Los años van poniendo peso, polvo y papeles sobre mis versos primeros. Rara vez los releo y suele coincidir con la visión de alguna imagen, de una escena, con la percepción de un olor que me recuerda algún texto concreto. Fío a la memoria (le fío demasiado y a veces se olvida de pagarme) ese instante y cuando tengo ocasión lo recupero. Cuando eso pasa, también rara vez puedo resistirme a la tentación de crear alguna versión nueva del mismo texto y cambiar alguna palabra, suprimir, añadir o modificar alguna imagen que desde mi perspectiva actual le dota de más sentido o le matiza alguno... No me gusta repetirme ni vivir instalado en el pasado, ni vital ni creativamente. Creo que no hay nada más emocionante que un espacio en blanco en el que crear. Un lienzo, un papel, una página virtual, una pista vacía, un metal o piedra que trabajar, una cámara por disparar... También en lo ya creado. Lo considero algo vivo y como tal ha de poder crecer, mutar y hasta morir. Y aun así uno no puede dejar de sentir el vértigo del paso galopante del tiempo cuando mira la fecha del texto en cuestión y ve que justamente se cumplen ventidos años desde su creación.
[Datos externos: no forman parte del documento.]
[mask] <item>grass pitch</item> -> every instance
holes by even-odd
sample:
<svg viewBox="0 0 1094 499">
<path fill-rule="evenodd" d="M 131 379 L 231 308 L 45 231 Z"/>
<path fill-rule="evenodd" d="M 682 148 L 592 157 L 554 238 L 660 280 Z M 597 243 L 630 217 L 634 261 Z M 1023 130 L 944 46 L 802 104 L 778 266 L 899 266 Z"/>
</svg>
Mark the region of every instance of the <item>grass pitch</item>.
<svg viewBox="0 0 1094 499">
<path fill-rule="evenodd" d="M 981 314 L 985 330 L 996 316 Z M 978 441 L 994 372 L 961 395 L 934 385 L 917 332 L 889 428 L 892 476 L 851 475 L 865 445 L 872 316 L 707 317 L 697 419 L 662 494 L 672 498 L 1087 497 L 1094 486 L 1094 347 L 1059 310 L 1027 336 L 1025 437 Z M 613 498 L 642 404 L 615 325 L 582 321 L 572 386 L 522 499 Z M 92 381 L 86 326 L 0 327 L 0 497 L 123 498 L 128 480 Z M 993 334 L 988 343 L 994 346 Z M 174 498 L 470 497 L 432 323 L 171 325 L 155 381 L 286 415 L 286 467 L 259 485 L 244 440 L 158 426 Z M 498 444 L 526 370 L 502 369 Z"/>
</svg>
Y tampoco puedo resistirme a la alegría de comprobar que la inquietud que me llevó a escribirlo sigue viva y me sigue alimentando. Sólo así puedo explicarme que esta afición al mundo de las letras siga regalándome tiempo, madure y crezca en mi y en mi forma de ver la vida y sentir. Así que, con su correspondiente actualización, hoy recupero unas cuantas pedradas que no he dejado de lanzar. No hace falta ponerse a cubierto, son de un material ligero y difícilmente dañarán a nadie.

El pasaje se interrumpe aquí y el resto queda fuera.